Rowan Atkinson plays the title character in his "Mr. Bean's Holiday." © Universal Pictures.

British comic genius Rowan Atkinson combines Chaplin, Keaton and Herman in "Mr. Bean's Holiday" to get us howling in spite of ourselves ...

It's a movie with a single letter, no number (G) rating. It's a movie with virtually no dialogue. It's a movie where no one can remember the star's name – even though he's in nearly every shot of the film. But more important, it's a movie that's hilarious from start to finish. Boomers: Don't be turned off by the G rating – the humor in this film is worthy of all age groups.

British actor Rowan Atkinson invented his character for a television series that ran from 1990-1995, followed by the successful movie Bean in 1997. After a detour from the character in the 2003 movie Johnny English (a critics-devastated box office hit), it took Atkinson 10 years to bring Bean back to the big screen. Presumably he's used these years for some creative gestation, because this is the best Bean yet.

Unlike some comic characters, Atkinson's Bean isn't one that is loved by everyone. In fact, his all-too-British looks and mannerisms can be far from endearing to a lot of people. Essentially a silent movie character, in those few instances when Bean does talk, he sounds more like a deep-throated German with a bad case of laryngitis. But except for the dramatic vocal contrast, Bean is a thoroughly Anglicized Pee Wee Herman, complete with similar body language and facial tics.

Mr. Bean's Holiday takes the classic form of the road movie, with Bean's winning raffle ticket allowing him to escape cold, dreary England for a visit to Cannes and the sunny French Riviera. And of course, it's timed to coincide with the Cannes Film Festival, the glamour capital of the world. Along the way he teams up with a young boy separated from his Russian movie director father because of Bean's train station antics, while the police mistakenly believe that he has abducted the boy. And since every movie has to have an attractive young female, Bean and his young friend are picked up by an aspiring actress motoring to Cannes for the premiere of her movie debut – a one-minute-of-fame role that explains why she isn't getting the red carpet treatment.

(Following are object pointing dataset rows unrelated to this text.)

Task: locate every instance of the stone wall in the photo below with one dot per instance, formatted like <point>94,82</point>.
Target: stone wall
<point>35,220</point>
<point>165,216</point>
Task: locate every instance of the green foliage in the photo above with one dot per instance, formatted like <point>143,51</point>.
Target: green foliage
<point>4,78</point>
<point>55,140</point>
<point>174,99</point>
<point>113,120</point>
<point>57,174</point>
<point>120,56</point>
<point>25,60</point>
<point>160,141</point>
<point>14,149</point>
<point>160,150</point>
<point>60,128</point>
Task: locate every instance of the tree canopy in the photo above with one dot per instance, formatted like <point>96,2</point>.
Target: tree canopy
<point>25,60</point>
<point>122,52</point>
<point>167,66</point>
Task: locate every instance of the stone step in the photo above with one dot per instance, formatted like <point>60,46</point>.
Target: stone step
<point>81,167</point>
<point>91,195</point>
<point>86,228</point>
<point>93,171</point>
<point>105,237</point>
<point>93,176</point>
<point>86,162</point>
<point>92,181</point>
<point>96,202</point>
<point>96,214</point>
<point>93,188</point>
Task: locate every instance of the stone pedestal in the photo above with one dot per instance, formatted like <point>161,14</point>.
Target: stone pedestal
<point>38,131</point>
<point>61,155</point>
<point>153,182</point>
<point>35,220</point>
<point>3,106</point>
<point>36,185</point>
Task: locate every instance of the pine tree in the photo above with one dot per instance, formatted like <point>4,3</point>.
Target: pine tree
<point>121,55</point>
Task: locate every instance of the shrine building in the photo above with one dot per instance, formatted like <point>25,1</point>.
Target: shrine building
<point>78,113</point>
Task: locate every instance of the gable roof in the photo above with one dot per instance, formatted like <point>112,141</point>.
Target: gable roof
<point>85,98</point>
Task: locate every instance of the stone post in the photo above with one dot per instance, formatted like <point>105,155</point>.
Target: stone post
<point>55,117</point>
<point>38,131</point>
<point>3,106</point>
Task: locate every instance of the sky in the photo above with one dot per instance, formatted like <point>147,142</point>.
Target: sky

Atkinson is obviously a student of film comedy history. His Bean character owes as much a debt to Charlie Chaplin as it does to Pee Wee Herman. One of the movie's most inspired and hilarious moments is straight out of Chaplin's book of comic tricks. While dining at a high class Parisian restaurant (presided over by another comic genius, the French actor Jean Rochefort playing the Maitre D'), Bean is confronted with a plate of oysters and crayfish. Not knowing what to do with this unappetizing spread, he surreptitiously slides the oysters into the purse of a neighboring diner, a loose parody of the famous restaurant scene in Chaplin's The Immigrant. But unable to dispose of the crayfish under the Maitre D's watchful eye, Bean proceeds to devour them whole, shells and all, in another parody of Chaplin devouring his old shoe in The Gold Rush.

The movie builds to a dramatic crescendo and an ending that pulls everything together on the beaches of Cannes and in the Film Festival's Palace of Cinema. Not only does Bean's road trip come to an end, so does a sub-plot, the journey to Cannes of an arrogant, pretentious filmmaker played by Willem Dafoe. Dafoe has a film premiere at the Festival, the same film in which Bean's actress travel companion has a bit role. And here's where Atkinson's comic touch moves into savage satire. Dafoe's film, playing on the screen while Bean engages in slapstick projection booth antics, will be recognized by the Cannes Festival world as a brutal satire of Vincent Gallo's Brown Bunny, said to be the worst and most pretentious movie ever shown at Cannes. Since Brown Bunny played at the 2003 Cannes Festival, the same year that Atkinson's Johnny English didn't, there probably isn't a coincidence at work.

Why Did We Pick This Movie? Because it's a work of inspired comic genius. Even if the very British Bean isn't exactly your cup of tea, you'll be laughing with the rest of the crowd from beginning to end.

David B. Hinton, Ph.D. has a Masters degree in film history and criticism from the University of Iowa. He is the author of The Films of Leni Riefenstahl and Celluloid Ivy: Higher Education at the Movies from 1960-1990. Dr. Hinton taught film history at Vanderbilt University for nine years.